Thursday, December 27, 2012

Failing

You may have noticed that there are rather less posts in the Calvintaries series than you might expect, since I declared a M-W-F timetable for them. The truth is I have totally failed to do what I hoped and planned to do. Let's talk about why.

The first reason was a blow to my morale. When I struggled with the posts about Romans (more on why below) and missed several deadlines, I wasn't really sure how to deal with it. I had lost my momentum. I was going to break my self-imposed schedule, which would make me feel bad. The only way to avoid that feeling was to ignore the project and pretend it didn't exist. This has been a pattern in my behaviour for years.

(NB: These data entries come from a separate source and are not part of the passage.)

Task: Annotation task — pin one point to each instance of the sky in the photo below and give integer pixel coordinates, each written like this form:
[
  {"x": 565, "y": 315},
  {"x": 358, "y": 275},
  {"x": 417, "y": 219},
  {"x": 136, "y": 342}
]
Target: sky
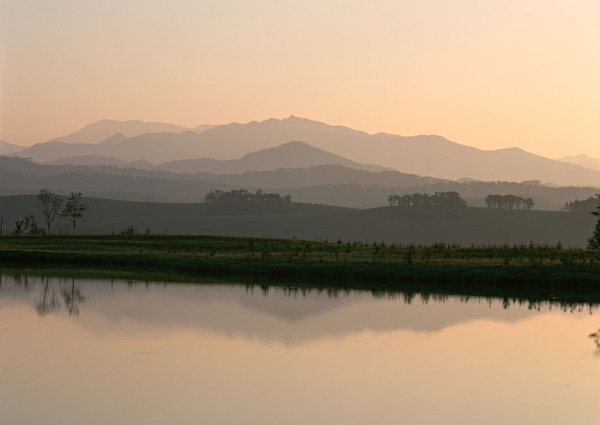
[{"x": 484, "y": 73}]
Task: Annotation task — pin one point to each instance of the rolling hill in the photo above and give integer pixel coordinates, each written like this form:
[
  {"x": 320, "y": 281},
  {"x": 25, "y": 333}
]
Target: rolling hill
[{"x": 479, "y": 226}]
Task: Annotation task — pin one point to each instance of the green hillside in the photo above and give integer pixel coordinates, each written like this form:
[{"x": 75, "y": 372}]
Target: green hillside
[{"x": 478, "y": 226}]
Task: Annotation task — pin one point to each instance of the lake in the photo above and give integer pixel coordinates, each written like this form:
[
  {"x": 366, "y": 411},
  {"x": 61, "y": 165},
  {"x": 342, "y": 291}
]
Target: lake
[{"x": 91, "y": 351}]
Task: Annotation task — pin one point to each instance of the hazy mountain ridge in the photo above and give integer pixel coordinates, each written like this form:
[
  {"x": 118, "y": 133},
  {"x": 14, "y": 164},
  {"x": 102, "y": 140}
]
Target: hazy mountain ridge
[
  {"x": 422, "y": 155},
  {"x": 583, "y": 160},
  {"x": 8, "y": 148},
  {"x": 326, "y": 184},
  {"x": 100, "y": 131},
  {"x": 479, "y": 226},
  {"x": 288, "y": 155}
]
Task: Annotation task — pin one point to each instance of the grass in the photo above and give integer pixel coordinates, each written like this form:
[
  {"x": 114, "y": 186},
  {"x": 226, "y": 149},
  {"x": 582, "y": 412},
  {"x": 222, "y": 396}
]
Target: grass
[{"x": 532, "y": 271}]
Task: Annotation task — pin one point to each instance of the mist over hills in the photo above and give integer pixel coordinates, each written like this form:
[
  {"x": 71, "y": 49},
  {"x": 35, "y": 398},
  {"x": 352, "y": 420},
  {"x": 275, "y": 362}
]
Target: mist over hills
[
  {"x": 326, "y": 184},
  {"x": 583, "y": 160},
  {"x": 421, "y": 155},
  {"x": 479, "y": 226},
  {"x": 288, "y": 155},
  {"x": 104, "y": 129},
  {"x": 8, "y": 148}
]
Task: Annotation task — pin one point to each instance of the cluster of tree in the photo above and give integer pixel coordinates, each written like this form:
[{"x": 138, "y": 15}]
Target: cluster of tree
[
  {"x": 446, "y": 200},
  {"x": 586, "y": 205},
  {"x": 594, "y": 241},
  {"x": 242, "y": 195},
  {"x": 243, "y": 202},
  {"x": 509, "y": 202},
  {"x": 50, "y": 206}
]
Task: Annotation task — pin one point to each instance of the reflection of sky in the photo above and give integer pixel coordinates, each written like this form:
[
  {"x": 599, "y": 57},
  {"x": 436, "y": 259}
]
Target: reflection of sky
[
  {"x": 289, "y": 316},
  {"x": 213, "y": 354}
]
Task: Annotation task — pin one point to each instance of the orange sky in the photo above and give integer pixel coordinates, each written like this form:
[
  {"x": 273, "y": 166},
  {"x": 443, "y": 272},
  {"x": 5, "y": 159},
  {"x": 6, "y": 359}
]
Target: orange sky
[{"x": 489, "y": 74}]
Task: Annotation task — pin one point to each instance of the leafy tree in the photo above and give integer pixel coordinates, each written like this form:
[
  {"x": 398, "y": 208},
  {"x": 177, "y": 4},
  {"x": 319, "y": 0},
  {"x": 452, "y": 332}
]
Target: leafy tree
[
  {"x": 74, "y": 209},
  {"x": 594, "y": 241},
  {"x": 49, "y": 204},
  {"x": 28, "y": 225}
]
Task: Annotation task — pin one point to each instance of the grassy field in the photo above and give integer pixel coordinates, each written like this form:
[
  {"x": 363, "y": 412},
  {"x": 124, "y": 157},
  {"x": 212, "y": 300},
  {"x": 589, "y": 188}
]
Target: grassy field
[
  {"x": 538, "y": 272},
  {"x": 479, "y": 226}
]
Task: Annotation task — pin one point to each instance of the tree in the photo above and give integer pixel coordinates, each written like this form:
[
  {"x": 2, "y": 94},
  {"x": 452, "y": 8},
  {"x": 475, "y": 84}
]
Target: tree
[
  {"x": 28, "y": 225},
  {"x": 74, "y": 209},
  {"x": 594, "y": 241},
  {"x": 49, "y": 204}
]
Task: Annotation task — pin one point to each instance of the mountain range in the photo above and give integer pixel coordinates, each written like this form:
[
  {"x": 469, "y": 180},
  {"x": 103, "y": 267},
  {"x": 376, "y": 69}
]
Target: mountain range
[{"x": 225, "y": 148}]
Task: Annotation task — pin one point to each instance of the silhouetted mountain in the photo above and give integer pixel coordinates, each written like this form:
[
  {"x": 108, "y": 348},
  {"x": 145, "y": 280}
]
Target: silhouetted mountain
[
  {"x": 115, "y": 138},
  {"x": 96, "y": 160},
  {"x": 288, "y": 155},
  {"x": 421, "y": 155},
  {"x": 583, "y": 160},
  {"x": 8, "y": 148},
  {"x": 102, "y": 130},
  {"x": 327, "y": 184},
  {"x": 479, "y": 226}
]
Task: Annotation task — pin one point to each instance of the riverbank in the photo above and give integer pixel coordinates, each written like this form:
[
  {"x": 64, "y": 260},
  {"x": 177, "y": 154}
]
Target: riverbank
[{"x": 520, "y": 271}]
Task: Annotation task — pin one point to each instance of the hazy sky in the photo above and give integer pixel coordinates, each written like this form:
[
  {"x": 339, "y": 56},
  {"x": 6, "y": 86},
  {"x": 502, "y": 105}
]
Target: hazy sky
[{"x": 485, "y": 73}]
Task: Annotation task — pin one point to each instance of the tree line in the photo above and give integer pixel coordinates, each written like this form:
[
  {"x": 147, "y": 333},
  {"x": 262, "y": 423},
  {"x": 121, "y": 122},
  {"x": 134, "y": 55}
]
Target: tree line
[
  {"x": 450, "y": 200},
  {"x": 509, "y": 202},
  {"x": 51, "y": 206},
  {"x": 585, "y": 205},
  {"x": 241, "y": 201},
  {"x": 242, "y": 195}
]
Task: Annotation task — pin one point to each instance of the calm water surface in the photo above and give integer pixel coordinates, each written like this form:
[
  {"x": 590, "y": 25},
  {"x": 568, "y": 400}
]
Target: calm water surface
[{"x": 78, "y": 351}]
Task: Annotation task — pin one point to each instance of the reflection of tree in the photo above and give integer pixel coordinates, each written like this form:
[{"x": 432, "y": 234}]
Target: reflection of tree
[
  {"x": 596, "y": 339},
  {"x": 49, "y": 302},
  {"x": 72, "y": 299}
]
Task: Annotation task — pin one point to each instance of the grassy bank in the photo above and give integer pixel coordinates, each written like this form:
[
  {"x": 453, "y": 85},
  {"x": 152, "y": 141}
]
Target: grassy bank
[{"x": 525, "y": 271}]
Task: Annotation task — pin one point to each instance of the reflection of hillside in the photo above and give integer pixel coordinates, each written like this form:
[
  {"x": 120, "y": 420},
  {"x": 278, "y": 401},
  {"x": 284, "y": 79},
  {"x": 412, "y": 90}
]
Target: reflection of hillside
[{"x": 275, "y": 314}]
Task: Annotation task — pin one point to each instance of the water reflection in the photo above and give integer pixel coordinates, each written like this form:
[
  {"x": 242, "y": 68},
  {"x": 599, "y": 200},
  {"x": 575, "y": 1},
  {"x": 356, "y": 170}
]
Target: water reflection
[
  {"x": 596, "y": 338},
  {"x": 148, "y": 352},
  {"x": 71, "y": 294}
]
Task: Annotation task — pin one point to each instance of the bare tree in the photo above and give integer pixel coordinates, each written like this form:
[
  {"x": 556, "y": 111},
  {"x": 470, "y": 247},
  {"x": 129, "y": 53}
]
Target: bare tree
[
  {"x": 49, "y": 204},
  {"x": 74, "y": 209}
]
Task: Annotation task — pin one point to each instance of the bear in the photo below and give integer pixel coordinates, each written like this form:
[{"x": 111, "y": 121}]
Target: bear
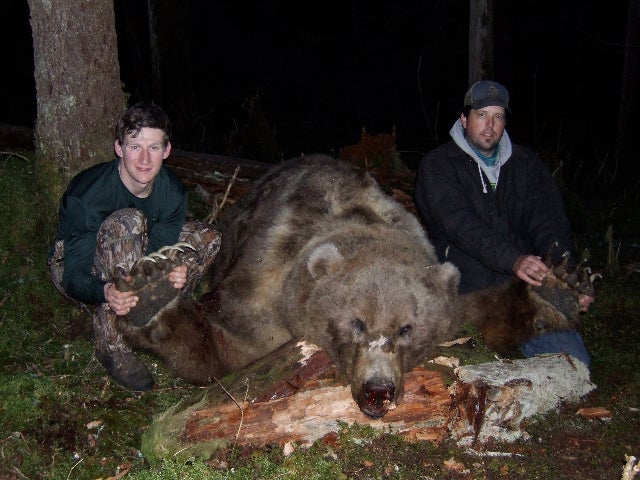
[{"x": 316, "y": 251}]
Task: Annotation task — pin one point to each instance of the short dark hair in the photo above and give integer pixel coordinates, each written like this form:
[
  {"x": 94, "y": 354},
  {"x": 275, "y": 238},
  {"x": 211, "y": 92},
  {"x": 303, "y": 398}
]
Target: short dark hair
[{"x": 143, "y": 115}]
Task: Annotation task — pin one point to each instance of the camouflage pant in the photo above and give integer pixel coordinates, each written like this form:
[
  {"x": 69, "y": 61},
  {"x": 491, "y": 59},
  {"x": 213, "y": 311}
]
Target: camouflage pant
[{"x": 122, "y": 239}]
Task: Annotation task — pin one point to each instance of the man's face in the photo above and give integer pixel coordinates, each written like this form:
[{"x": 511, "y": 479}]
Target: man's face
[
  {"x": 484, "y": 128},
  {"x": 141, "y": 159}
]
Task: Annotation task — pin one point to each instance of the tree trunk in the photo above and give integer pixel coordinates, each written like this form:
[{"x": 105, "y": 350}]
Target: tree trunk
[
  {"x": 480, "y": 40},
  {"x": 629, "y": 97},
  {"x": 293, "y": 395},
  {"x": 79, "y": 95},
  {"x": 171, "y": 64}
]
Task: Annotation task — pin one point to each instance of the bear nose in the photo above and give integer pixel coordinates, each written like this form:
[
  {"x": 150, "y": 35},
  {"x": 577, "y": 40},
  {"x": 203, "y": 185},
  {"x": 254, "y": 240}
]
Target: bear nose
[{"x": 375, "y": 397}]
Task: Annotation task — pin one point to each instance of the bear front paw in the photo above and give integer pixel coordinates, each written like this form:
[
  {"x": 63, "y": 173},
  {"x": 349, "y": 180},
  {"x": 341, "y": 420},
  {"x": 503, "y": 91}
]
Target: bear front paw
[
  {"x": 150, "y": 281},
  {"x": 563, "y": 286}
]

The best way to fix this response to failure is to, upon missing that deadline, commit to getting the next thing done without reference to time. I think that this will help restore momentum (upon which I emotionally thrive) and get me over the shame of failure. Yes, even for a little blog project which like five people will ever see, I experience shame when I fail.

I struggled (struggle) with summarising Romans not because I can't understand what Calvin is saying but because I found it difficult not to simply transcribe the commentary. What I really want to do is look at what Calvin is saying about the passage, and how it relates to that passage, and why he might expound it in that particular way. Really I want to analyse Calvin's hermeneutic. This takes more time and brain power than I anticipated.

So that's why the blog has been dead. Hopefully it will regain some life in the near future.